Module blocks can also be used to force compliance on other resources—to deploy databases with encrypted disks, for example. By hard-coding the encryption configuration and not exposing it through variables, you’re making sure that every time the module is used, the disks are going to be encrypted.
A typical module can look like this:
.
├── main.tf
├── outputs.tf
├── README.md
└── variables.tf
As you can see, practically any Terraform configuration is already a module in itself. If you run Terraform in this directory, those configuration files would be considered a root module. It means that this configuration is the base of your operation, a core that you can expand further.
If you need more help learning about Terraform, check out our Get Started with Terraform tutorial.
Note: New versions of Terraform are placed under the BUSL license, but everything created before version 1.5.x stays open-source. OpenTofu is an open-source version of Terraform that expands on Terraform’s existing concepts and offerings. It is a viable alternative to HashiCorp’s Terraform, being forked from Terraform version 1.5.6.
What is the difference between resources and modules in Terraform?
A resource in Terraform describes a piece of infrastructure that is going to be created (e.g., a VPC, a subnet, an ec2 instance, etc), whereas a module is a collection of resources that are used together to achieve a reusable use case.
Modules are used to create reusable components inside your infrastructure. There are primarily two types of modules depending on how they are written (root and child modules), and depending if they are published or not, we identify two different types as well (local and published).
Root module
The root module consists of all the resources defined in the .tf files in a Terraform configuration, meaning that all Terraform configurations have their own root module.
Even if you are simply creating a main.tf that has just a locals block inside of it with a local variable, that is still considered a root module.
This can be confusing, but keep in mind that every Terraform configuration can become a reusable module for other configurations. Every module can call other modules, and all of the modules called inside another module are considered child modules.
Child module
Calling a child module means to include all the resources defined in that module in the current configuration. This is done by using a module block inside your Terraform configuration:
module "webservers" {
source = "../webservers"
}
You can call the same module as many times as you want and configure it to your liking.
Local module
A local module is a module that wasn’t published in any registry and when it is sourced, it is using the path to that particular module.
Published module
A published module refers to a module that has been pushed to a Terraform Registry, or even simply on a VCS and has a tag associated with it. When a published module is sourced, the URL of that module is used either from the registry or from the VCS itself.
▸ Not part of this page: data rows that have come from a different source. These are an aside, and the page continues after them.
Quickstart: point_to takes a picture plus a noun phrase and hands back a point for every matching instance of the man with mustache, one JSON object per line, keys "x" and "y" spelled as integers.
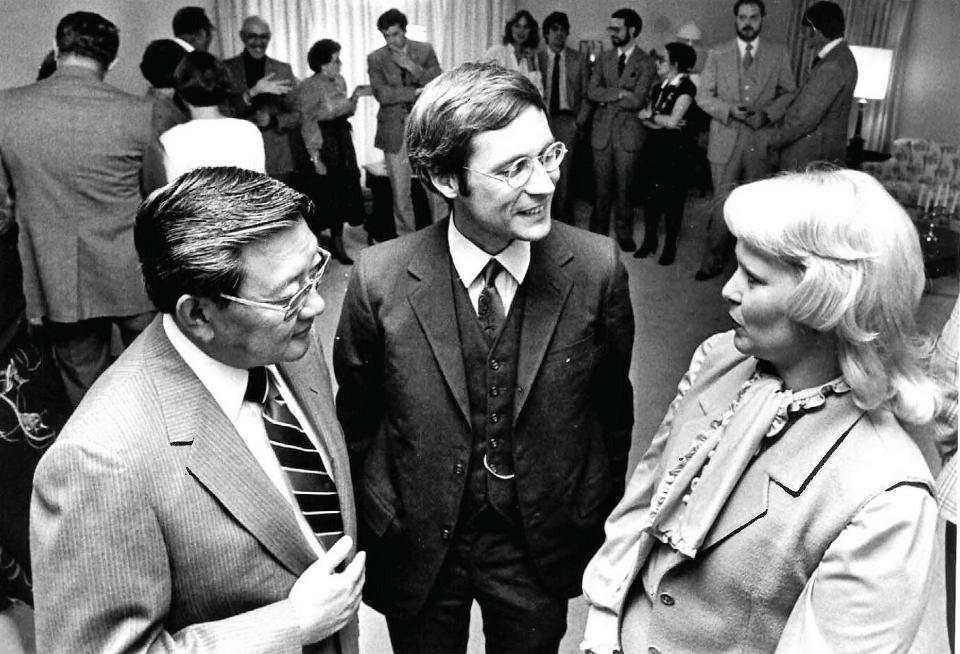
{"x": 746, "y": 84}
{"x": 484, "y": 394}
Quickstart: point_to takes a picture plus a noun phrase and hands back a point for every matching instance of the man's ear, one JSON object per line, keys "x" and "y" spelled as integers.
{"x": 447, "y": 185}
{"x": 193, "y": 317}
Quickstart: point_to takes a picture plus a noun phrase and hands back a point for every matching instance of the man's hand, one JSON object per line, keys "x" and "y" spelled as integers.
{"x": 757, "y": 119}
{"x": 324, "y": 601}
{"x": 739, "y": 113}
{"x": 271, "y": 84}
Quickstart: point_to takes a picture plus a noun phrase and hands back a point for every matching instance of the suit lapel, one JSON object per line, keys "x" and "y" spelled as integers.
{"x": 431, "y": 297}
{"x": 219, "y": 459}
{"x": 546, "y": 289}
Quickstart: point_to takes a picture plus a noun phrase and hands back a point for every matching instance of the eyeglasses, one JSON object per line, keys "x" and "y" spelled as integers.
{"x": 290, "y": 306}
{"x": 520, "y": 171}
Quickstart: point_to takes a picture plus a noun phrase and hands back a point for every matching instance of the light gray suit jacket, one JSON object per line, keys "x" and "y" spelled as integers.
{"x": 719, "y": 92}
{"x": 72, "y": 149}
{"x": 154, "y": 529}
{"x": 397, "y": 92}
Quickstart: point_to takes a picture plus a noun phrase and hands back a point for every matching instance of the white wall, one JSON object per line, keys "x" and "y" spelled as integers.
{"x": 29, "y": 27}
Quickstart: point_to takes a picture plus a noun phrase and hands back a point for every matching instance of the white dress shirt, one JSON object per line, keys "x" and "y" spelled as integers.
{"x": 227, "y": 385}
{"x": 469, "y": 261}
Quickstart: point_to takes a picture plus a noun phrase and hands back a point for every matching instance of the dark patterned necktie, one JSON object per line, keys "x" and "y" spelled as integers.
{"x": 748, "y": 56}
{"x": 555, "y": 86}
{"x": 313, "y": 488}
{"x": 490, "y": 305}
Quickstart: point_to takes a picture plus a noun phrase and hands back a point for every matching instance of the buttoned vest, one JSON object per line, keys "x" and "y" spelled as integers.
{"x": 491, "y": 373}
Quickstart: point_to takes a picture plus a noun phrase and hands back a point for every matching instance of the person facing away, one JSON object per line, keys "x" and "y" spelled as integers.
{"x": 398, "y": 72}
{"x": 209, "y": 138}
{"x": 483, "y": 382}
{"x": 781, "y": 506}
{"x": 200, "y": 499}
{"x": 816, "y": 122}
{"x": 620, "y": 85}
{"x": 746, "y": 85}
{"x": 74, "y": 193}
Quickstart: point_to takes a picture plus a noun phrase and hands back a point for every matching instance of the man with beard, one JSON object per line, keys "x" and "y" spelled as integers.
{"x": 745, "y": 85}
{"x": 620, "y": 85}
{"x": 484, "y": 392}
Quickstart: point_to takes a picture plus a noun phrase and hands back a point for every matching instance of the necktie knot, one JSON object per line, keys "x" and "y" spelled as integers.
{"x": 256, "y": 385}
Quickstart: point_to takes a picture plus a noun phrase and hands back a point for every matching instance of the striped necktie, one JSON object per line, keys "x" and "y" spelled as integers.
{"x": 313, "y": 487}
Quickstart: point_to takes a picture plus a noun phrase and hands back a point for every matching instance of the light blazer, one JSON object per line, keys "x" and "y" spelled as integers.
{"x": 817, "y": 122}
{"x": 791, "y": 503}
{"x": 153, "y": 528}
{"x": 614, "y": 119}
{"x": 282, "y": 145}
{"x": 72, "y": 149}
{"x": 395, "y": 97}
{"x": 719, "y": 92}
{"x": 577, "y": 81}
{"x": 404, "y": 407}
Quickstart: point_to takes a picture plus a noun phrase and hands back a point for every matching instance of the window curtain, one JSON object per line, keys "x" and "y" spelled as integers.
{"x": 875, "y": 23}
{"x": 459, "y": 31}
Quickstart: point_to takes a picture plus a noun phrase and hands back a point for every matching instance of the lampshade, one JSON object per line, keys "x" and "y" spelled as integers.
{"x": 689, "y": 32}
{"x": 873, "y": 71}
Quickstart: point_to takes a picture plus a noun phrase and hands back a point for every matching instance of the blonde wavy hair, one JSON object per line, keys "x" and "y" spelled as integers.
{"x": 860, "y": 272}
The short answer to this question is always, but depending on your organization and where you are in the infrastructure as code journey, this may vary.
The best way to think about writing Terraform code is to keep reusability in mind. HCL, being a declarative language, can be very wordy, so repeating the same configuration over and over again will be cumbersome. So usually, if you can, start by defining modules from the beginning and then try to use them as much as possible for maximum reusability.
If you are just starting with Terraform or IaC in general, you can omit using modules until you get a grasp of how Terraform works.
OK, now that you know what a Terraform module is, let’s take a look at a step-by-step process of creating them. So, let’s get started!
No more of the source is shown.